Azzedine Alaïa

Azzedine Alaïa (1935-2017) has secured his place in fashion history as one of our times' great masters of haute couture. His work is recognized and celebrated for his artistic talent and iconic silhouettes, and he continues to influence fashion designers today.

Alaïa takes an unconventional approach during the creation process, set him apart. In his pursuit of an apparently seemingly seamless cut and perfect lines, he preferred to work directly on the body, rather than by sketching. This approach was both unusual and time-consuming, but it did result in perfect tailoring. Form and creation were central to Alaïa.

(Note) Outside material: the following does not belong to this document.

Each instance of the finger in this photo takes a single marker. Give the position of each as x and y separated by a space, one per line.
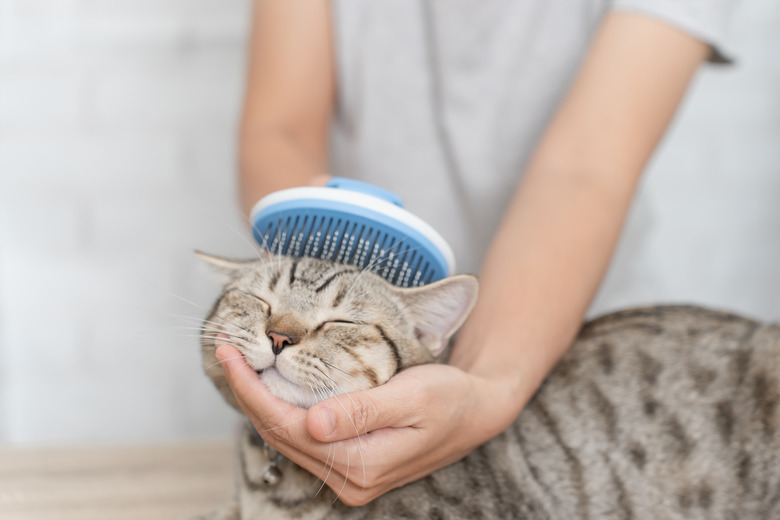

To give himself sufficient time for his time-consuming creations, he began ignoring the standard fashion industry seasons, instead presenting his collections only when he felt they were done. Allowing space for the artistic process was more important than following the tight deadlines of the fashion industry.

Azzedine Alaïa 1990. Photo: Lord Snowden
Azzedine Alaïa, 2003. Photo: Patrick Demarchelier
Azzedine Alaïa in his younger days, still image from documentary about Alaïa by ARTE, 2021.

Alaïa was born in 1935 in Tunisia. When he was 21, he dreamed of a career in fashion. He moved to paris after studying to be a sculptor at the École des Beaux-Arts in Tunis. Alaïa was taught sowing by his sister, and he worked for a local tailor in Tunis alongside his studies.


When he had completed his studies and arrived in Paris, the fashion world was dominated by masters such as Christian Dior and Cristóbal Balenciaga. Despite his complete lack of any formal tailoring training, he rose to the very top of the fashion world, creating what would become a legendary fashion house.

Azzedine Alaïas studio, still image from documentary about Alaïa by ARTE, 2021.
Azzedine Alaïa, Haute Couture spring/summer 2003. Photo: Andrea and Valentina / Salle Noir SAS

At the beginning of his career, Alaïa worked for other fashion brands, but he would also see clients at his home, which doubled as a studio. Encouraged by his friends, fashion journalist Melka Treanton and designer Thierry Mugler, for whom Alaïa had also designed, he launched his own fashion house in the early 1980s.

His first collection was exhibited in New York in 1982. It was a success. The American fashion press wrote that "... he is shaping the 1980s". His exceptional tailoring stood out in a number of ways. Alaïa was a trained sculptor, and his creations were strongly influenced by the sculptural form of expression. He worked freely, often directly on the body, using materials to accentuate and enhance the forms of the body itself. Alaïa's work was characterized by his innovative approach to structure and intuitive sense of form. His expert tailoring and groundbreaking iconic designs have earned him devoted fans the world over, among them, supermodelsNaomi Campbell, Cindy Crawford and Linda Evangelista, as well as celebrities such as Michelle Obama, Lady Gaga, Madonna and Tina Turner.

Azzedine Alaïa, still image from documentary about Alaïa by ARTE, 2021.
Azzedine Alaïa, Jessye Norman and Jack-Paul Goude before the commemorative cermonies of the Bicentenary of the Franch Revolution 1989. Together, Alaïa and Goude, created a dress in blue, white and red, that Norman wore while singing the French national anthem at Place de la Concorde. Photo: Pierre Perrin

Alaïa passed away in 2017, but his work continues to influence the fashion world to this day. For the first time in Scandinavia, exclusively selected couture pieces from collections created over almost four decades are being exhibited. Alaïa was, and still is, a pioneer in the fashion world, and one of our foremost couture masters.